A bit sad to have to leave after only one night, but despite that, and the hassles of getting into this area where access and visitor numbers are tightly controlled- it was more than worth the relatively minor effort. Of course- it helped to have luck on our side!
After the bumpy school bus ride up the limited access O'Hara road on September 1, and a quick setup in the campground which while more akin to a frontcountry one, is nonetheless a pleasant place to stay-
we were on our way around the "Alpine Circuit". The initial grind up a slidepath was a small price to pay, once the glory of O'Hara revealed itself:
After the entertaining section of rocky ledges- there was a bit more of a grunt ahead to gain Wiwaxy Col:
At Wiwaxy Col, looking north to Cathedral Mountain, and the Wapta Icefield in the distance. After a summer plagued by skies obscured by forest fire smoke- it was a treat to have such clarity, which had been rare lately:
Abandoning the col all too soon in the face of sudden winds, we continued on along the Huber Ledges section of the route. Lake Oesa began to show as the trail rounded the shoulder of Mt. Huber:
We have done this route many times- this scene never gets old!:
A late lunch at Oesa:
No need to hurry on such a fine afternoon:
After nearly an hour relaxing, and wandering the shores, the shadows began to fall from the high peaks that ring the Oesa basin:
So-we continued around into the sun, on the way to Opabin via the Yukness Ledges:
Some fall color was starting to appear on the larches, above a birds eye view of Lake O'Hara from the Alpine Route:
Hungabee Lake beckoned as the trail descended to the Opabin Plateau:
And...another fine spot to while away the late day sun:
Where we met one of the full time residents of the Opabin Plateau:
Opting out of the final stretch of the circuit- we started back to camp on the middle route through the plateau, which takes in a series of meadows, cascades and tarns:
We woke up after a comfortable, and a very warm for the rockies in September night, to find overcast skies, and the return of the smoky haze which drifted in and out all day.
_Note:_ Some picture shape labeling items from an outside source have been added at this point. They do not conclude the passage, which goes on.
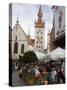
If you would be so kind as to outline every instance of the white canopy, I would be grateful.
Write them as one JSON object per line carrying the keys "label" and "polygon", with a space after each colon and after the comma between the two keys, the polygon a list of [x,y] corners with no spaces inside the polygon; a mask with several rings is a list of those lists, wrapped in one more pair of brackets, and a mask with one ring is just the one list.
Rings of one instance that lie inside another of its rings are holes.
{"label": "white canopy", "polygon": [[34,51],[35,54],[36,54],[36,56],[37,56],[37,58],[38,58],[38,60],[43,60],[44,57],[45,57],[45,54],[44,53],[35,51],[34,48],[31,45],[28,46],[28,51]]}
{"label": "white canopy", "polygon": [[58,48],[54,49],[52,52],[48,53],[48,56],[50,56],[54,60],[56,60],[58,58],[64,58],[65,50],[58,47]]}
{"label": "white canopy", "polygon": [[35,51],[35,54],[36,54],[36,56],[38,57],[39,60],[43,60],[44,57],[45,57],[44,53],[41,53],[41,52],[38,52],[38,51]]}

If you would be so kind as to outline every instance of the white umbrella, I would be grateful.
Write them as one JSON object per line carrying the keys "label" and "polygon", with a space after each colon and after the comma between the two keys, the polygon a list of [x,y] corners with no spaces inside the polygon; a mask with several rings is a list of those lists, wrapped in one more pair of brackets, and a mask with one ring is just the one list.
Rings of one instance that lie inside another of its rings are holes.
{"label": "white umbrella", "polygon": [[54,60],[59,59],[59,58],[64,58],[65,50],[58,47],[58,48],[54,49],[52,52],[48,53],[48,56],[50,56]]}
{"label": "white umbrella", "polygon": [[45,54],[44,53],[41,53],[41,52],[35,51],[35,54],[36,54],[36,56],[38,57],[39,60],[42,60],[45,57]]}

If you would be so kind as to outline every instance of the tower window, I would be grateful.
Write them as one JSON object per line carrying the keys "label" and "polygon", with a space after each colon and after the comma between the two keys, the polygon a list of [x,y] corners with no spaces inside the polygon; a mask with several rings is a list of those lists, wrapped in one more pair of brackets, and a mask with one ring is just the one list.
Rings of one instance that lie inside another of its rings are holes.
{"label": "tower window", "polygon": [[24,44],[21,45],[21,53],[24,53]]}
{"label": "tower window", "polygon": [[15,42],[14,44],[14,53],[18,53],[18,43]]}
{"label": "tower window", "polygon": [[41,39],[42,39],[42,36],[41,36]]}

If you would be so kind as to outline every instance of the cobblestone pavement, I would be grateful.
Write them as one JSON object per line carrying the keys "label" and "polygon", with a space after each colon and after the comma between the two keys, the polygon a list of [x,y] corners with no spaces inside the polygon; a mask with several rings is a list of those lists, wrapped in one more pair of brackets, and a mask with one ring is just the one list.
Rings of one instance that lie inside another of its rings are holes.
{"label": "cobblestone pavement", "polygon": [[19,78],[19,71],[14,71],[12,74],[12,86],[25,86],[23,80]]}

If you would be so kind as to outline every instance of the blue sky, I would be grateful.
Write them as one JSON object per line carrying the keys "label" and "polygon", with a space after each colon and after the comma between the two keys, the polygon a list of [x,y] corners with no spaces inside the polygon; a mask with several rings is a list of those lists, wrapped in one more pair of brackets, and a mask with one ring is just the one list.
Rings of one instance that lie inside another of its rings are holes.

Schaffer Lake, on the way to Lake McArthur:
Pockets of wildflowers were still hanging in along the high route to McArthur:
While the light could have been better, it was hard to complain when visiting one of the iconic places of the Canadian Rockies:
An all too brief moment of sun illuminated Lake McArthur as we walked the lakeside cliffs:
Fireweed made for a nice contrast with the brilliant glacial blue of the lake:
At it's lakeside home, this denizen was busy trying to fatten up for winter, potentially as a snack for the resident grizzly who had left pits all over the meadows- by begging from the "tourists":
Bees were busy too, harvesting the last of the summers bounty:
A look behind at the panorama as we left the lake:
We have always preferred the highline route to and from McArthur, for it's superior views compared to the lower trail:
With a bit of time to kill before catching the bus out- we took the longer Big Larches trail on the return, which offered a nice parting view:
After lingering a bit too long at the scene above, while waiting in vain for some spotlighting on Lake O'Hara, we barely made it back to the campground in time to load up for the 4:30 bus out.
A bit sad to have to leave after only one night, but despite that, and the hassles of getting into this area where access and visitor numbers are tightly controlled- it was more than worth the relatively minor effort. Of course- it helped to have luck on our side!